Collective Health is hiring a

Site Reliability Engineer (SRE)

Chicago, United States

We all depend on healthcare throughout our lifetimes, for ourselves, and our families and friends, but it is notoriously difficult to navigate and understand. As an industry that comprises 20% of the US economy we think healthcare should work better for all of us. At Collective Health we believe it’s time for a new day in healthcare where as members we are informed and empowered to make the right care choices when the decisions are urgent and critical. 

Site Reliability Engineering (SRE) at Collective Health is a discipline combining software and systems engineering skills. We apply modern infrastructure, systems, software, architecture, and development practices to give our customers a more reliable healthcare management experience.

Through designing solutions for reliability, automating and simplifying to reduce toil, and normalizing a robust incident response procedure that resolves uncovered problems: we unlock development velocity so that we can deliver reliable services that make a real difference in healthcare.

Embedded in an engineering team, SREs gain deep localized functional and technical domain knowledge, which they use to build solutions and improve outcomes for their embedded team.
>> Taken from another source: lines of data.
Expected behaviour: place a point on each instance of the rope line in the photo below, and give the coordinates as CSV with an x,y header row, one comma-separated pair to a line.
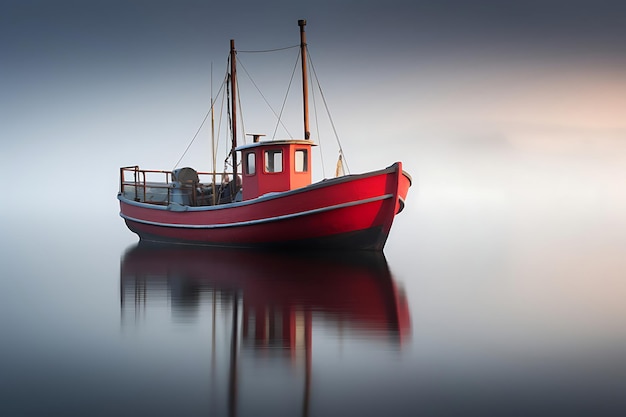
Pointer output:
x,y
206,116
345,162
268,50
285,101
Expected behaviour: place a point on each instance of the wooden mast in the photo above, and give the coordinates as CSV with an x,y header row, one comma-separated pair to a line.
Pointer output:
x,y
305,89
233,110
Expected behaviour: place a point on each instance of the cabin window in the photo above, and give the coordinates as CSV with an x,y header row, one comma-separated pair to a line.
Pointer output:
x,y
274,161
302,160
250,163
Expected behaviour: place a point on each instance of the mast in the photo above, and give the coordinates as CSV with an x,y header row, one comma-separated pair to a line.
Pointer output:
x,y
305,89
233,101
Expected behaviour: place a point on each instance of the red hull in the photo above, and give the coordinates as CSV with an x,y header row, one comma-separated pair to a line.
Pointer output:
x,y
351,212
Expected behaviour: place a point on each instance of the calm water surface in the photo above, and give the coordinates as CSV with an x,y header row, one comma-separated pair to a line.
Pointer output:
x,y
486,302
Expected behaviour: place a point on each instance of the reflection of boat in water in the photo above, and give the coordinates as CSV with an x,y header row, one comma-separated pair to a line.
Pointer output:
x,y
272,302
354,289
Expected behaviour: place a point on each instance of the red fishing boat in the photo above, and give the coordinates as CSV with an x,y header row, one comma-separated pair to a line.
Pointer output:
x,y
272,202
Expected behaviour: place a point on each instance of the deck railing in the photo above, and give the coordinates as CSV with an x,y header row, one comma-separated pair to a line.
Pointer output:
x,y
140,181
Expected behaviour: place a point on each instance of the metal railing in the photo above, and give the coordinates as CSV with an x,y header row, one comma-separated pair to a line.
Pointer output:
x,y
140,180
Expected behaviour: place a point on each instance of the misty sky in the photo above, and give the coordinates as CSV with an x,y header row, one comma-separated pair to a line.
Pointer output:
x,y
95,84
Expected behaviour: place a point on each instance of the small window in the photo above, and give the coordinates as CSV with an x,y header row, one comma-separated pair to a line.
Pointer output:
x,y
250,163
273,161
302,160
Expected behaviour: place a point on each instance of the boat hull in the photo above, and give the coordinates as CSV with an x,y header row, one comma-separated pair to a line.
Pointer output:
x,y
352,212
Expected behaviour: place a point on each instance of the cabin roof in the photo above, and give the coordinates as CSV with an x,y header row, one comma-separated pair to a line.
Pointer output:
x,y
276,142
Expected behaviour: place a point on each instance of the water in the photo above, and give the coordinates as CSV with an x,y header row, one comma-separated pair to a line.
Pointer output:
x,y
501,292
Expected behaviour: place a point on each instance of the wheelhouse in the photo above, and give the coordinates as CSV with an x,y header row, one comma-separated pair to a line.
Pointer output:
x,y
275,166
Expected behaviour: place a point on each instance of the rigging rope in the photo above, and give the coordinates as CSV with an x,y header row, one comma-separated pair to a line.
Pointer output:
x,y
206,116
263,97
285,101
345,162
268,50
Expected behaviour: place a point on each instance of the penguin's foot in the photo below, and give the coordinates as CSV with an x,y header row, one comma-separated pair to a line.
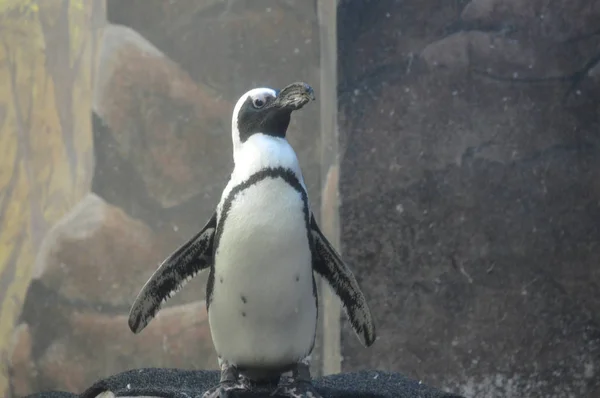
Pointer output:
x,y
226,389
297,389
229,385
300,385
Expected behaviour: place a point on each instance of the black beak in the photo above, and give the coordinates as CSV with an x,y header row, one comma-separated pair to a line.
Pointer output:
x,y
294,96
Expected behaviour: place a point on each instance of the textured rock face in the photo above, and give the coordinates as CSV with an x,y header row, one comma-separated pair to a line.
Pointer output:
x,y
91,267
469,191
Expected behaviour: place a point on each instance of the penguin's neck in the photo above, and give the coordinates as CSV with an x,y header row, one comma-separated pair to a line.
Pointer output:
x,y
262,151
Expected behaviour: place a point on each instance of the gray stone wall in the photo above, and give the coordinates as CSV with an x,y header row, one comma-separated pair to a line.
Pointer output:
x,y
470,195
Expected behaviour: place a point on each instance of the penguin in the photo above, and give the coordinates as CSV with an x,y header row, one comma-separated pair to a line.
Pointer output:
x,y
262,247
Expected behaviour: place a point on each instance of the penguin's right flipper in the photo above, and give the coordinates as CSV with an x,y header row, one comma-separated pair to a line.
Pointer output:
x,y
182,265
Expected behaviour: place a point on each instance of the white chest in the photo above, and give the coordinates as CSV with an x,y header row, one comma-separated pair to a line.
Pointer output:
x,y
263,311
As a broader discipline, SREs collaborate and identify themes and solutions to benefit Collective Health at large, engage in regular knowledge sharing activities and retrospectives, and relentlessly support one another in order to gain knowledge, remove barriers, and grow as individuals and a team.

What you'll do: 

  • Measure and monitor availability, latency, and efficiency to build an overall picture of system health.
  • Scale systems through automation, and evolve systems by advocating for changes that improve reliability and velocity.
  • Engage in and improve the development lifecycle of applications—from concept and design, through commit to production deployment, and beyond into operation and iteration.
  • Support services before they go live through activities such as system design consulting, developing software platforms and frameworks, capacity planning and launch reviews.
  • Practice sustainable incident response and blameless postmortems.

To be successful in this role, you'll need:

Imposter syndrome is real. If you are hesitant to apply because of not checking all the boxes, or you’ve had a less-traditional pathway into Site Reliability Engineering, we encourage you to still apply and mention why you’re interested in the role.

  • Passionate about solving challenging problems.
  • Experience in one or more of the following programming languages: Java, Go (golang), Python, C, C++, Perl, Ruby or shell scripting.
  • Expertise in use of relational databases.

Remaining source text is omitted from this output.